Additionally, sometimes I am approached by a writer and asked to collaborate on a book with them. If the subject grabs me, I’ll say “yes.”

4. How does my writing process work?

My writing process differs with the type of book I am working on.

I don’t start writing a novel right away. I allow the story to “grow” and build up first. I tinker with it in that workshop in my mind. I spend some time getting to know the characters, understanding their world and witnessing what their lives are like. I really need to get comfortable with my characters before I can write their stories. I need to literally be in their skin, in their thoughts, in their dreams and actions. I have to know my characters and get a better idea of the story before I write that first draft. When I feel I am ready, that’s when I’ll start writing the story. After that first draft, I let the manuscript sit for several months while I work on other things, then when the time is right, I will revise it, get feedback on it, revise it some more, then send it out.

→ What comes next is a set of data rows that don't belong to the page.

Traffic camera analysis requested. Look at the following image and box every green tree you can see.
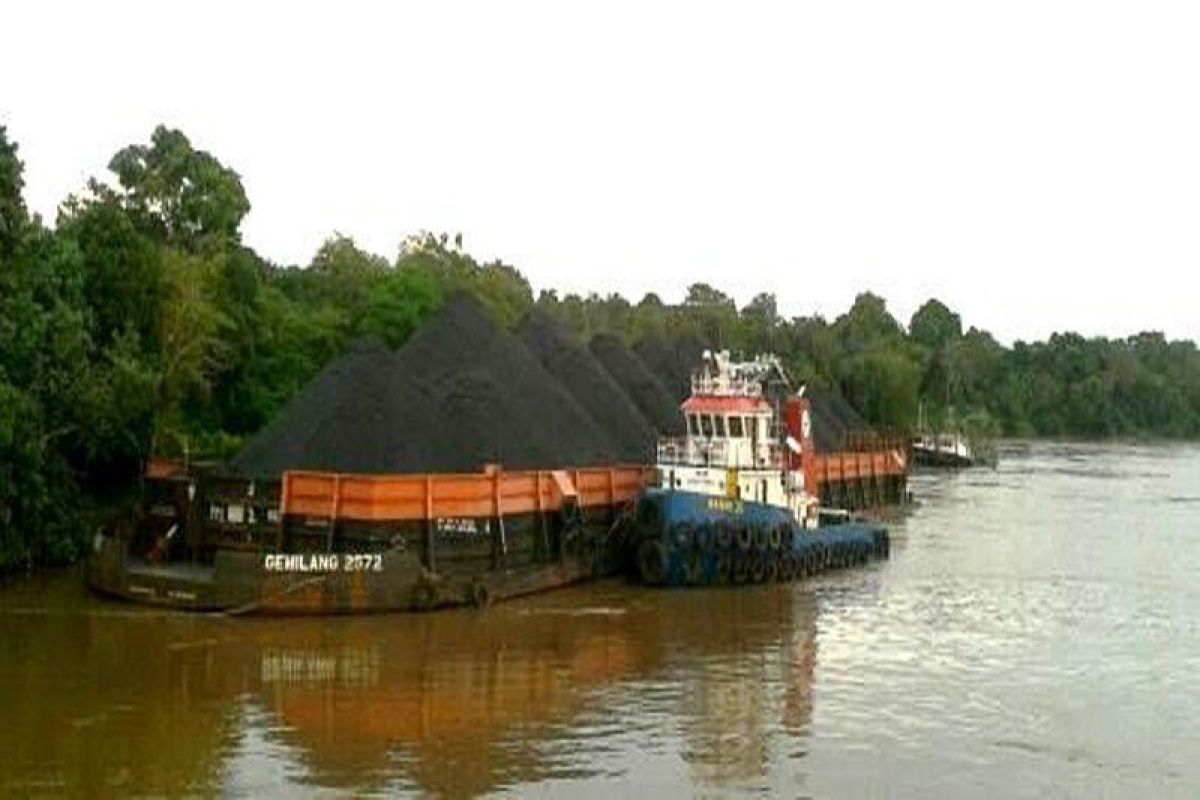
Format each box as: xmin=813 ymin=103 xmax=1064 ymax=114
xmin=0 ymin=125 xmax=28 ymax=260
xmin=55 ymin=192 xmax=164 ymax=349
xmin=909 ymin=298 xmax=962 ymax=350
xmin=108 ymin=126 xmax=250 ymax=251
xmin=836 ymin=291 xmax=904 ymax=349
xmin=682 ymin=282 xmax=737 ymax=347
xmin=357 ymin=267 xmax=444 ymax=348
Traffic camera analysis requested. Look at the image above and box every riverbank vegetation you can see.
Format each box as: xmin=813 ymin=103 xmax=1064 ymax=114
xmin=3 ymin=125 xmax=1200 ymax=571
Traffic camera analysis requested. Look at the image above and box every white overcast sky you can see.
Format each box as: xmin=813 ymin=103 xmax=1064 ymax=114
xmin=3 ymin=1 xmax=1198 ymax=343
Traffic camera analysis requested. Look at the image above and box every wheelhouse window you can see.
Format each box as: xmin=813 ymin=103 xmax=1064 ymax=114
xmin=729 ymin=416 xmax=744 ymax=437
xmin=714 ymin=415 xmax=726 ymax=437
xmin=687 ymin=414 xmax=700 ymax=436
xmin=700 ymin=414 xmax=714 ymax=437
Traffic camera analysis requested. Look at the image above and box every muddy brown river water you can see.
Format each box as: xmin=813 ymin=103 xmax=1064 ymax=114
xmin=2 ymin=441 xmax=1198 ymax=797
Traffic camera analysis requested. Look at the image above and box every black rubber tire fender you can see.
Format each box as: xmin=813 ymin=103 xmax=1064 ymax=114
xmin=750 ymin=555 xmax=767 ymax=583
xmin=715 ymin=522 xmax=735 ymax=551
xmin=780 ymin=554 xmax=796 ymax=581
xmin=733 ymin=555 xmax=750 ymax=584
xmin=683 ymin=551 xmax=706 ymax=586
xmin=764 ymin=557 xmax=779 ymax=583
xmin=638 ymin=538 xmax=669 ymax=585
xmin=736 ymin=524 xmax=753 ymax=552
xmin=716 ymin=555 xmax=734 ymax=584
xmin=673 ymin=521 xmax=697 ymax=551
xmin=753 ymin=524 xmax=770 ymax=550
xmin=637 ymin=498 xmax=663 ymax=537
xmin=768 ymin=525 xmax=783 ymax=551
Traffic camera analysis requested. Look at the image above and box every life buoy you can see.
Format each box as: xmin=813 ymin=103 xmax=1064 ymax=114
xmin=637 ymin=538 xmax=668 ymax=585
xmin=693 ymin=523 xmax=713 ymax=552
xmin=683 ymin=551 xmax=706 ymax=586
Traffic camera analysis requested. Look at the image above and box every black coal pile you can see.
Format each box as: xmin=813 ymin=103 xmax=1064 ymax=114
xmin=805 ymin=388 xmax=872 ymax=452
xmin=633 ymin=333 xmax=705 ymax=402
xmin=827 ymin=390 xmax=870 ymax=432
xmin=518 ymin=312 xmax=655 ymax=462
xmin=230 ymin=337 xmax=437 ymax=478
xmin=231 ymin=293 xmax=620 ymax=477
xmin=388 ymin=293 xmax=617 ymax=471
xmin=590 ymin=334 xmax=684 ymax=436
xmin=805 ymin=389 xmax=846 ymax=452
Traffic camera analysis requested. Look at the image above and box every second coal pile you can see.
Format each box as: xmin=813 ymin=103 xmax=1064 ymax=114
xmin=518 ymin=311 xmax=656 ymax=462
xmin=391 ymin=293 xmax=617 ymax=471
xmin=590 ymin=333 xmax=685 ymax=436
xmin=633 ymin=333 xmax=705 ymax=403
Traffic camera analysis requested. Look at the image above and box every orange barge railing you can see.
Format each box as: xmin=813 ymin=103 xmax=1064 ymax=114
xmin=811 ymin=448 xmax=907 ymax=485
xmin=281 ymin=465 xmax=657 ymax=523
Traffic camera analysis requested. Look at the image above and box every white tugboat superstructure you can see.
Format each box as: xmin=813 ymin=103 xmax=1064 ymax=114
xmin=656 ymin=350 xmax=819 ymax=527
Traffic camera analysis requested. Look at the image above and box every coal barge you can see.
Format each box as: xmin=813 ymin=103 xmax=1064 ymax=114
xmin=90 ymin=460 xmax=652 ymax=613
xmin=89 ymin=296 xmax=906 ymax=613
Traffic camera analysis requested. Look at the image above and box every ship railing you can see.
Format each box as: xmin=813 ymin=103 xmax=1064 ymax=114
xmin=657 ymin=438 xmax=789 ymax=471
xmin=657 ymin=437 xmax=729 ymax=467
xmin=689 ymin=374 xmax=762 ymax=398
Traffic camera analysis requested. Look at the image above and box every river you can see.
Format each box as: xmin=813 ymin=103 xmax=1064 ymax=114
xmin=1 ymin=441 xmax=1197 ymax=797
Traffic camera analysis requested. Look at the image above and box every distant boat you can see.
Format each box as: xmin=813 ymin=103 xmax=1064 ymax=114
xmin=911 ymin=403 xmax=997 ymax=468
xmin=911 ymin=431 xmax=977 ymax=467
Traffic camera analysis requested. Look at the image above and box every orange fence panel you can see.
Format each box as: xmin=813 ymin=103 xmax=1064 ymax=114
xmin=282 ymin=465 xmax=654 ymax=523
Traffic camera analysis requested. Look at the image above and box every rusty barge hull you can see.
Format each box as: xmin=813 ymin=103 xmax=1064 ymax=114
xmin=88 ymin=464 xmax=653 ymax=614
xmin=89 ymin=537 xmax=604 ymax=614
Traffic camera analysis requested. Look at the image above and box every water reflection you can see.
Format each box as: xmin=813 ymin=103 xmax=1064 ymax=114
xmin=0 ymin=574 xmax=818 ymax=797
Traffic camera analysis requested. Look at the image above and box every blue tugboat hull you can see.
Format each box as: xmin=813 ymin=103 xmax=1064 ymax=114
xmin=630 ymin=488 xmax=889 ymax=587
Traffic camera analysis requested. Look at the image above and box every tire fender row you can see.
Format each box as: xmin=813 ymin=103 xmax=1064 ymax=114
xmin=635 ymin=519 xmax=889 ymax=587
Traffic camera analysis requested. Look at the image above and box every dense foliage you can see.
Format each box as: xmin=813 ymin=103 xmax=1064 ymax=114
xmin=3 ymin=125 xmax=1199 ymax=571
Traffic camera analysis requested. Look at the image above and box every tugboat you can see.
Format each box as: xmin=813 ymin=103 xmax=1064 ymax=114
xmin=629 ymin=351 xmax=890 ymax=587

For nonfiction, I think about my idea first and jot down a bunch of notes. I’ll do a bit of research on the subject and check to see if there’s already a book out there on this subject. If there is, I ask myself if I can make mine different. If there isn’t, I do more research to see if this could actually be a book. Once I decide that an idea could actually be a book, I go further with my notes and create a basic outline. Something to give me an idea of where I want to go with this book. Next, I spend a year doing research, gathering information and interviewing people. After that, I’ll write a first draft. Then I do more research to see if I can add anything new. From there, I work on finalizing the manuscript and get it ready for submission. I am very fortunate to have publishers who I can send a manuscript to without worrying about finding a publisher or drafting a proposal while I’m busy writing my next book.